An industry spokesman reported some progress as Uniroyal and United Rubber Workers bargainers talked into the night and then quit with plans to resume today.
Chief federal mediator Wayne L. Horvitz, while avoiding any charaterization of the progress or lack of it, said there was no change in the union's day-to-day suspension of strike action. The URW's contract with the "Big Four" rubber companies-Goodyear, Firestone, Uniroyal and Goodrich-expired Friday midnight.
URW President Peter Bommarito, who earlier targeted Uniroyal for bargaining to reach an industry-wide settlement, told reporters last night that Uniroyal was in a "delicate position"-an apparent reference to the company's claim that it never agreed to guideline-busting terms, despite the union's claim to the contrary.
Earlier in the day, after morning talks that reported were devoted entirely to rehasing the question of whether there had been agreement on money issues, Bommarito told reporters that differences between the two sides had widened rather than narrowed.
He said Uniroyal yesterday's "added some other disagreements" to the two points of dispute that emerged late last week after Bommarito claimed to have a tentative agreement with Unrioyal and two other companies, only to have the companies deny his claim.
Bommarito did not specify what the new issues are. The two he cited last week were the union's demand for a fattening of the industry's cost-of-living formula and a hands-off policy toward organizing new plants.
Talking to reporters after the morning session, Uniroyal's chief negotiator, Edward H. Finkenstadt, reiterated the company's assertion that it never had an agreement with the union but acknowledged that the government had been pressing the company to resist a settlement in excess of the 7 percent guideline for annual wage and benefit increases. Bommarito stuck by his claim that the company reneged on a settlement because of government pressure.
According to government, industry and union sources, the proposal envisioned wage and benefit increases of about 40 percent over three years-far in excess of the 30 percent settlement the Teamsters won earlier this month after the wage standard was stretched to accommodate a settlement.
Anti-inflation officials figured Uniroyal was close enough to an agreement last Thursday that they brought heavy pressure on all four major rubber companies to stand firm behind the guidelines.
O. Pendlteon Thomas, chairman of B.F.Goodrich, told reporters yesterday he understand that Uniroyal had been "close to an understanding" with the union and added that the near-agreement was complicating the industry's current bargaining position. He said Goodrich wants to stick by the guidelines and asserted that a 40 percent settlement would be "very horrible" for the industry.
Meanwhile, in other labor-related disputes:
Steel hauling work stoppages continued as the National Steel Carriers Association refused to go along with three other steel carrier groups that have approved a tentative new contact with the Teamsters, NSCA, which represents about 50 companies with 8,000 drivers, said it will bargain separately with the Teamsters.

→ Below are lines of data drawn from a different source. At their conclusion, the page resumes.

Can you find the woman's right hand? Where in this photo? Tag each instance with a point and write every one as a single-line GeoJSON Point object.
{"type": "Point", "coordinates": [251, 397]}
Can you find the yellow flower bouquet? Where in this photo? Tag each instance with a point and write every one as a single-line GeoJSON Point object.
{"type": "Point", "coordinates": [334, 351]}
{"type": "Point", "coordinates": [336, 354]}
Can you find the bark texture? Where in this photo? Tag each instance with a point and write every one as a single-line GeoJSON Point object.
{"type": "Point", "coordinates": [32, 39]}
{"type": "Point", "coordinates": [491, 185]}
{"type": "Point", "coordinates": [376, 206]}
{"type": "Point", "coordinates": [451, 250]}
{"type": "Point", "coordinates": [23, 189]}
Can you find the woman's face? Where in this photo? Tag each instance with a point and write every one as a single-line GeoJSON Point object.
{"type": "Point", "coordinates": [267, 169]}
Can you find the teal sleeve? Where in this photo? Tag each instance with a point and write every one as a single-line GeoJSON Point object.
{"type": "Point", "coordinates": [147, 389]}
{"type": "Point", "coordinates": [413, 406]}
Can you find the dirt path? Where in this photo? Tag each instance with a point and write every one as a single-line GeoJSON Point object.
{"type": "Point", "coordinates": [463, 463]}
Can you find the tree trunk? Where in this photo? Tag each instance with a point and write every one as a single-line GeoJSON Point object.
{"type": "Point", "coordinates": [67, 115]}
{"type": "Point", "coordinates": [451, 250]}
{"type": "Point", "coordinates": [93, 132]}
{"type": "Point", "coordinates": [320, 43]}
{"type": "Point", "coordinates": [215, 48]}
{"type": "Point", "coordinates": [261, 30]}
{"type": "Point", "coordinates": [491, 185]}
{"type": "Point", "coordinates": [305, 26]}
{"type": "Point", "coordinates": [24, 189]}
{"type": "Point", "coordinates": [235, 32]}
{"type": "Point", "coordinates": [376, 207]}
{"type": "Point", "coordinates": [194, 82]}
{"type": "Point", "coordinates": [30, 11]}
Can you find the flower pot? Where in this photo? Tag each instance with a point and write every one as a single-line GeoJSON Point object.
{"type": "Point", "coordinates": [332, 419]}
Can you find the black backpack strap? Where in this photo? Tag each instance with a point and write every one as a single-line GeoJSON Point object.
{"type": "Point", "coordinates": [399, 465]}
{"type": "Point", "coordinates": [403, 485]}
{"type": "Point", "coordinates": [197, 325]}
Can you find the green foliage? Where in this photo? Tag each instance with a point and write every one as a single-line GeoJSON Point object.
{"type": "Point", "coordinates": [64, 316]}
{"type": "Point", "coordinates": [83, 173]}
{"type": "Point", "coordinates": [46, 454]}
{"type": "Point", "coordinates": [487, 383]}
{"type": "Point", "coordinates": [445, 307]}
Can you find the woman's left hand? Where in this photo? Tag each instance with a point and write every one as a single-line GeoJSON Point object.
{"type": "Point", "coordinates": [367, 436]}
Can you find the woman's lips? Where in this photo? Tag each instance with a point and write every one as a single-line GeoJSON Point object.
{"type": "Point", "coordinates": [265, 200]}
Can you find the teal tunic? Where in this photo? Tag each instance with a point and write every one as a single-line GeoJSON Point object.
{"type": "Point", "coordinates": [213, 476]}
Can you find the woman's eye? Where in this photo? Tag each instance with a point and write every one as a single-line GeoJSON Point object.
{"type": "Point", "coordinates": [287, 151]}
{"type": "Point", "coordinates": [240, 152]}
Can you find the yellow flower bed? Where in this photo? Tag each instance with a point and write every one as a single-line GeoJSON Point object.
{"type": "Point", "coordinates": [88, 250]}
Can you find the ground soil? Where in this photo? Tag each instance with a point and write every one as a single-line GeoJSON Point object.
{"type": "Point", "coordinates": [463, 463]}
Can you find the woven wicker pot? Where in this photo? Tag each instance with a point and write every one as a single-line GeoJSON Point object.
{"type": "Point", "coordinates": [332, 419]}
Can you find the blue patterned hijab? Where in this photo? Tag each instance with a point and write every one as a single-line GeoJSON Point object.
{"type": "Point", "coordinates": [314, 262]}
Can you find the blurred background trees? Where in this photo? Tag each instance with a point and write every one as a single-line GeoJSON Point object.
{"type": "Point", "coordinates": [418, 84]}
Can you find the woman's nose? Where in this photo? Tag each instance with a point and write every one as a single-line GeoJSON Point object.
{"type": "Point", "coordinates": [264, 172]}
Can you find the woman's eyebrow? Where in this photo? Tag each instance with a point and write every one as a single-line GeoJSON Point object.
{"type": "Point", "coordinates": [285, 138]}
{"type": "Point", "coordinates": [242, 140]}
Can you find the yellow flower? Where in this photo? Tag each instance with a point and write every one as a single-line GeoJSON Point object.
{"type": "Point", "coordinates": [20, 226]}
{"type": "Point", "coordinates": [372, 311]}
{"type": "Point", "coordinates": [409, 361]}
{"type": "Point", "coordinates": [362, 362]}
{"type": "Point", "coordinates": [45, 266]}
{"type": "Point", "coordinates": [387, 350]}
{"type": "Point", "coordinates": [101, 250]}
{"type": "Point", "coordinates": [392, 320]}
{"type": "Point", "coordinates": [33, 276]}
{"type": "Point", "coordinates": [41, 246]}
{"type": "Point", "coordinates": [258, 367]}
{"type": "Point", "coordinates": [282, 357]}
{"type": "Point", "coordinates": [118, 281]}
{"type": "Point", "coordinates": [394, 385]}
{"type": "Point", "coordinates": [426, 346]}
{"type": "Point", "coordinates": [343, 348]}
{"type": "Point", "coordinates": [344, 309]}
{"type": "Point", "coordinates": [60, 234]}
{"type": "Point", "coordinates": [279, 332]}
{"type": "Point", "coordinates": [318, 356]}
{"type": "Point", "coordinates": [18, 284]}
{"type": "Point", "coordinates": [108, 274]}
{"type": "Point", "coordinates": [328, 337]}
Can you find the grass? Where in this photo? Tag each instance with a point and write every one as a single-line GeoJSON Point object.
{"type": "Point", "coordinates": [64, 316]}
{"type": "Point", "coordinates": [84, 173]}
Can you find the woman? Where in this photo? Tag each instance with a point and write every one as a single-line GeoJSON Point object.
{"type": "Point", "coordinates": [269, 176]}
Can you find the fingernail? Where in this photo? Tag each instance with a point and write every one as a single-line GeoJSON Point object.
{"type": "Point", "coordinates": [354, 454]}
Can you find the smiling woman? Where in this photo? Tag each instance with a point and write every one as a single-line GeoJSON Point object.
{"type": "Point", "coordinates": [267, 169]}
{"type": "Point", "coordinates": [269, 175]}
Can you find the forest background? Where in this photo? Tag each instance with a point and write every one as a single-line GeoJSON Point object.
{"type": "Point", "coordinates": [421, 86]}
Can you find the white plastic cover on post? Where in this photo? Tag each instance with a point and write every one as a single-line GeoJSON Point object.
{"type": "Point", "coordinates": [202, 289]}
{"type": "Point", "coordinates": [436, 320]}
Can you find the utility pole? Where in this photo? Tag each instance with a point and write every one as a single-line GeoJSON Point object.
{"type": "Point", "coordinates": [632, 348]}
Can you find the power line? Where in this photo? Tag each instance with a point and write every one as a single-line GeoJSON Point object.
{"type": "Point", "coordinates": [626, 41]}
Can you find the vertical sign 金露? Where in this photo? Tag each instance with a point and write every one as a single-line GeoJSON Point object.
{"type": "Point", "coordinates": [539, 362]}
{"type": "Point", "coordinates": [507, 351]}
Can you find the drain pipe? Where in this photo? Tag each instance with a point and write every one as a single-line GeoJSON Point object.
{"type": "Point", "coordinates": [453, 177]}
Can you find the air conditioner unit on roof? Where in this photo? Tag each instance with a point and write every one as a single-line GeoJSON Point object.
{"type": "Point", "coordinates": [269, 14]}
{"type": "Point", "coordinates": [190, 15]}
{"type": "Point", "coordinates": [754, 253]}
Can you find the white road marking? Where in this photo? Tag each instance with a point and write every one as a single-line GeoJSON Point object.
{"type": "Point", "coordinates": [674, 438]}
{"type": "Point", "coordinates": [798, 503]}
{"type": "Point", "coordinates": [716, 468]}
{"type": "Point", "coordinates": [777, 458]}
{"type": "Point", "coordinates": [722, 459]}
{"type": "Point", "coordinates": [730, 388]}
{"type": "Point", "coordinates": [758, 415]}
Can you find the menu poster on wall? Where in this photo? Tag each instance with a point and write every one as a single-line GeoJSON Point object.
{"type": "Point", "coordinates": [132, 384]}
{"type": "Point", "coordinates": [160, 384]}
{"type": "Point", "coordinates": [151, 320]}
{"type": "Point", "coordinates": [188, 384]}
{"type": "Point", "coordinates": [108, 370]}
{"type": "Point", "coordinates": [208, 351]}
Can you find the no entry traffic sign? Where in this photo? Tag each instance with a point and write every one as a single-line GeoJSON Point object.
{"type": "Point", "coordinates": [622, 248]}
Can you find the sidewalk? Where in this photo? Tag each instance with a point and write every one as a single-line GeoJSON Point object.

Drivers for companies in the other associations were reported by industry sources to be returning to work, but steel industry layoffs, affecting about 5,000 production workers, continued.
Labor Secretary Ray Marshall told a gathering of building trades unions that he will oppose efforts in Congress to weaken or repeal the Davis-Bacon Act, which calls for "prevailing" wages, usually at union rates, on government construction projects. Conservatives, backed by construction industry groups, are mounting a campaign to scuttle the nearly half-century-old legislation. Marshall said construction wages have not been inflationary and denounced a General Accounting Office report that said they were labeling it a "sloppy piece of work."
New York City, already plagued by a raft of strikes, was hit by a walkout of about 25,000 apartment house doormen, elevator operators and security guards-leaving an estimated 1 million high-rise dwellers to fend for themselves. And attorneys for the state went to court to seek contempt penalities against union officials who are defying a no-strike order issued a week ago against 8,000 prison guards.
Strike-bound United Airlines extended cancellation of scheduled flights through May 5 as federal mediators said they foresaw no quick breakthrough in recently resumed negotiations between the airline and striking machinists. United has been grounded since the union struck April.